Shakespeare Follow-Up
Friday, September 27th, 2013I am pleased to announce a new regular feature to the blog: the Shakespeare Follow-Up!
Shakespeare lived and wrote during a time we call the Early Modern Period. And yet, there is much about his time that doesn’t seem very modern at all. It’s common for students to mistakenly refer to Shakespeare’s language as “Old English” because it seems so far removed from the way we speak today. But once you get past the vocabulary and sentence structure, you realize that the language is just the tip of an iceberg representing a 400-year-old gap of knowledge, culture, and worldview.

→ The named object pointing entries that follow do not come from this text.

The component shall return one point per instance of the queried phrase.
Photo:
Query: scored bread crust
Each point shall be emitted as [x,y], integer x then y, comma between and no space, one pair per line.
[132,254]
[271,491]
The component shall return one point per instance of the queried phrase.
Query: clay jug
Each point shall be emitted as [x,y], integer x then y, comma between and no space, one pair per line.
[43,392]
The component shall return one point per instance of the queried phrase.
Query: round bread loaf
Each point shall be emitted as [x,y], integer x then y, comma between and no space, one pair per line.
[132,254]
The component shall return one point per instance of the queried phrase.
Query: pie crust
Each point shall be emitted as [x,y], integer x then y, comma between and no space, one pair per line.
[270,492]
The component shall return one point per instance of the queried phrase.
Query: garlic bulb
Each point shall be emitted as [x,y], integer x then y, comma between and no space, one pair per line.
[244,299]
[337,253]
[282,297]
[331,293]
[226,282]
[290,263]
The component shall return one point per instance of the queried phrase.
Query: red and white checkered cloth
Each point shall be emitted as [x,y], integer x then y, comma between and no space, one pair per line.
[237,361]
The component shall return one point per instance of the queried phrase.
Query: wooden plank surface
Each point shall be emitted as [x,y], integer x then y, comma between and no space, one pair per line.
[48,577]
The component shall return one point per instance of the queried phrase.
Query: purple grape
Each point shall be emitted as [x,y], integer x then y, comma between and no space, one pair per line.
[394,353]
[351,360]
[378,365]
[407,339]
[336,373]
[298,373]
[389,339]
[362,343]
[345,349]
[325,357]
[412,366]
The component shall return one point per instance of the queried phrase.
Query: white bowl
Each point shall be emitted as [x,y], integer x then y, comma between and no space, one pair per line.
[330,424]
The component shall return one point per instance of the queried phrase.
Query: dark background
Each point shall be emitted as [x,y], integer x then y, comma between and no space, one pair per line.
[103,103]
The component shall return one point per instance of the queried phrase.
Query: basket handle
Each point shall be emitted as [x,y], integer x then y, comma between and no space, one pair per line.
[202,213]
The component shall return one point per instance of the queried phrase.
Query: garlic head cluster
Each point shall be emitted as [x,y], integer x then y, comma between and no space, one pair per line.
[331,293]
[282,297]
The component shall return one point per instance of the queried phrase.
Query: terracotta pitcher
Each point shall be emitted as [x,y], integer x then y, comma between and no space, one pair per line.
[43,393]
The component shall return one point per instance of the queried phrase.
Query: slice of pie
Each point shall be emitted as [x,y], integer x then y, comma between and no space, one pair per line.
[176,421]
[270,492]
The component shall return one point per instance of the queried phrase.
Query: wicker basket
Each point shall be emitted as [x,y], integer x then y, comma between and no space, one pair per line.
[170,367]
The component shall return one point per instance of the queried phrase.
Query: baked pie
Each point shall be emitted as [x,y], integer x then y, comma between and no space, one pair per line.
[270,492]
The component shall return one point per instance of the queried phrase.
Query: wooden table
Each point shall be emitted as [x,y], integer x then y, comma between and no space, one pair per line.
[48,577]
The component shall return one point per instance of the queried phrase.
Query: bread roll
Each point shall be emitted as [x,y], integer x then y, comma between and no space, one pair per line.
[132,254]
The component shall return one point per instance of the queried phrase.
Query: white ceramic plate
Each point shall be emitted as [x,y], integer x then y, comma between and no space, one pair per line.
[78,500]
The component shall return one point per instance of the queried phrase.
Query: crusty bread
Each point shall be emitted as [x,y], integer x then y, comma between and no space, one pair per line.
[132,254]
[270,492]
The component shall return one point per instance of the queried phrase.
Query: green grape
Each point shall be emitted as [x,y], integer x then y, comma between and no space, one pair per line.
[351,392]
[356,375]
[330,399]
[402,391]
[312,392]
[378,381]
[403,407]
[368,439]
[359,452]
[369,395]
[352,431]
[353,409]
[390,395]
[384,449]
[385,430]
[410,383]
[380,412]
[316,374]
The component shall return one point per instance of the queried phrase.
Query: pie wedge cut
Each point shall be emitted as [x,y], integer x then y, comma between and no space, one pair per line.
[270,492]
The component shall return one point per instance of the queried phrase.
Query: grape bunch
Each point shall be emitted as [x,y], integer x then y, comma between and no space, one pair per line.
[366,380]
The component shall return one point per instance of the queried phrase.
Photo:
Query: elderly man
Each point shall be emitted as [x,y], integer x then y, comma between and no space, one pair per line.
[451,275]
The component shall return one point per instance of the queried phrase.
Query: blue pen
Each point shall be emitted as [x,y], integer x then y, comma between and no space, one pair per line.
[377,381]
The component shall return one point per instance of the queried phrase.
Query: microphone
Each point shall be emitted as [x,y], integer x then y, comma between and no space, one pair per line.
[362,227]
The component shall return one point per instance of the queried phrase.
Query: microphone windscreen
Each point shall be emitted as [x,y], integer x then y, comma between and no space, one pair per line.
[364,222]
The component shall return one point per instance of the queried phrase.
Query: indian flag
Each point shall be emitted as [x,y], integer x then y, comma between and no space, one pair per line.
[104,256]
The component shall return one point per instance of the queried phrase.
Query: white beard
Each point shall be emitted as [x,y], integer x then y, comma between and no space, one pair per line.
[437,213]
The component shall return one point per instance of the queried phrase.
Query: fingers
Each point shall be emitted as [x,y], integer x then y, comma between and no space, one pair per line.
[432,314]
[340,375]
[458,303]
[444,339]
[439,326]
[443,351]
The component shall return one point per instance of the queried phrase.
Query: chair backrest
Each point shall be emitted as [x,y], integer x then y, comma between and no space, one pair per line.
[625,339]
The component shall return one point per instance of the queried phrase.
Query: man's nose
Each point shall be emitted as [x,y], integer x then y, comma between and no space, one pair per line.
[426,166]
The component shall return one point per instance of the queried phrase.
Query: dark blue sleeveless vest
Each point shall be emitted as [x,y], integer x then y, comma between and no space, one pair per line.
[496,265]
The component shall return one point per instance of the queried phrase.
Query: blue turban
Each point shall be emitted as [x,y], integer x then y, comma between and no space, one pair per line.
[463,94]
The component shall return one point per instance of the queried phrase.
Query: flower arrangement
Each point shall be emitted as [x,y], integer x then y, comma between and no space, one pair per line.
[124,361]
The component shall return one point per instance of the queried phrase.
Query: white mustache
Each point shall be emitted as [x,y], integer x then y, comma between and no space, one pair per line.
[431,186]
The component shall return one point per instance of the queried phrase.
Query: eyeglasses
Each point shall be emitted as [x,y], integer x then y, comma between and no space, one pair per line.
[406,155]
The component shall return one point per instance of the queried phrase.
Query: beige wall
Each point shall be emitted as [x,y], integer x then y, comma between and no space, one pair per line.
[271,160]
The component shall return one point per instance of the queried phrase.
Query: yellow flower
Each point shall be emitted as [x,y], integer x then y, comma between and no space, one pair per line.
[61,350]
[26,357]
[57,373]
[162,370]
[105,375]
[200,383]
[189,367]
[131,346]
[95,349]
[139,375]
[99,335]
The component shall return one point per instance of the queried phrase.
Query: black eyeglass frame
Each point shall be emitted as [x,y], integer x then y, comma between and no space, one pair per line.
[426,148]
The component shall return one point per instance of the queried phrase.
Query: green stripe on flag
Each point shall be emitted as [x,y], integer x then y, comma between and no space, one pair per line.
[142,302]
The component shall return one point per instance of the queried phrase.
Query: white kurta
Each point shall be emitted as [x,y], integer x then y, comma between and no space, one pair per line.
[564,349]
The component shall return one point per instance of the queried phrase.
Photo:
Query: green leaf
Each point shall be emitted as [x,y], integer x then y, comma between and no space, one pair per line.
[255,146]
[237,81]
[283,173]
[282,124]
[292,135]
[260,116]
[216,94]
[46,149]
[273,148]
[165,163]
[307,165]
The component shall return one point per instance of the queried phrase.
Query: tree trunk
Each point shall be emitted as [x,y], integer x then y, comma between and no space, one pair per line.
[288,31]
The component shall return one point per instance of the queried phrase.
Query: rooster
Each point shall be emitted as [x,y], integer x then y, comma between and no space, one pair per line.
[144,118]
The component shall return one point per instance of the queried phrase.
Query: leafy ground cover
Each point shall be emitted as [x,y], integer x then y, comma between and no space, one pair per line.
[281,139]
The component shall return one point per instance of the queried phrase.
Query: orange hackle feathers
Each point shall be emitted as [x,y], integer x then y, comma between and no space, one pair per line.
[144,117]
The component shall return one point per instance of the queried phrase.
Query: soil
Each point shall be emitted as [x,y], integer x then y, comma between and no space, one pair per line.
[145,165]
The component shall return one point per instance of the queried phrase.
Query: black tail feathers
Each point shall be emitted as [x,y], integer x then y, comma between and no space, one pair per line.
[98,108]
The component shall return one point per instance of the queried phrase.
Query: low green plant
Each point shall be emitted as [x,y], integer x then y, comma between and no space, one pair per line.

Shakespeare was born in the same year as Galileo, but pre-deceased him by over 25 years, well before the Italian’s famous grapple with Pope Urban over the question of heliocentrism. Dying as he did in 1616, Shakespeare just barely missed the beginnings of what we consider to be modern science. Bacon’s Novum Organum, published in 1620, contained the early stirrings of the scientific method. And as the Scientific Revolution started picking up some serious steam later in the 17th century, the ideas of the world Shakespeare inhabited were already starting to seem antiquated.
A lot can happen in 400 years. Empires rise and fall, as historians rethink their judgements. Breakthroughs are made. Values shift. We still love Shakespeare because he tapped into the universal truth of human existence, sure, but that doesn’t mean we understand him fully, nor he us. Shylock’s conversion, Dromio’s beating, Katherine’s taming… they can seem harsh to us, living in a different culture and a different time. New discoveries, like the recent unearthing of the remains of Richard III, give us insight on historic people and events that Shakespeare never would have had. Just because Shakespeare’s always on our main stage, doesn’t mean we’re always on the same page.
And thus is born the Shakespeare Follow-Up. Each week (or whenever the mood strikes me), I’ll identify a passage from Shakespeare that highlights a particular gap between Shakespeare’s time and our own. Perhaps it’s a scientific statement of fact, believed to be true in Shakespeare’s time, but ridiculously outdated in ours. Maybe it’s an idea that wasn’t accepted in Shakespeare’s time, but it turned out to be remarkably prophetic. Or maybe it’s an instance where Shakespeare shows us that something we think of as wholly modern has been around longer than we think. I’ll quote the passage, and then provide a “Follow-Up” of where we are today.
This feature will probably end up to be more about cultural, historical, and scientific shifts than it is about Shakespeare. But this blog has always been approached with the philosophy that a love of Shakespeare is only the beginning of a life of examination and discovery. This feature will be another step in that journey. And I think understanding the gaps between us and Shakespeare helps us understand his works better as well. Hamlet tells Horatio that there “are more things in heaven and earth” than are dreamt of in his philosophy. And so, let it be with Shakespeare.
Sound like fun? The Shakespeare Follow-Up will appear on Fridays.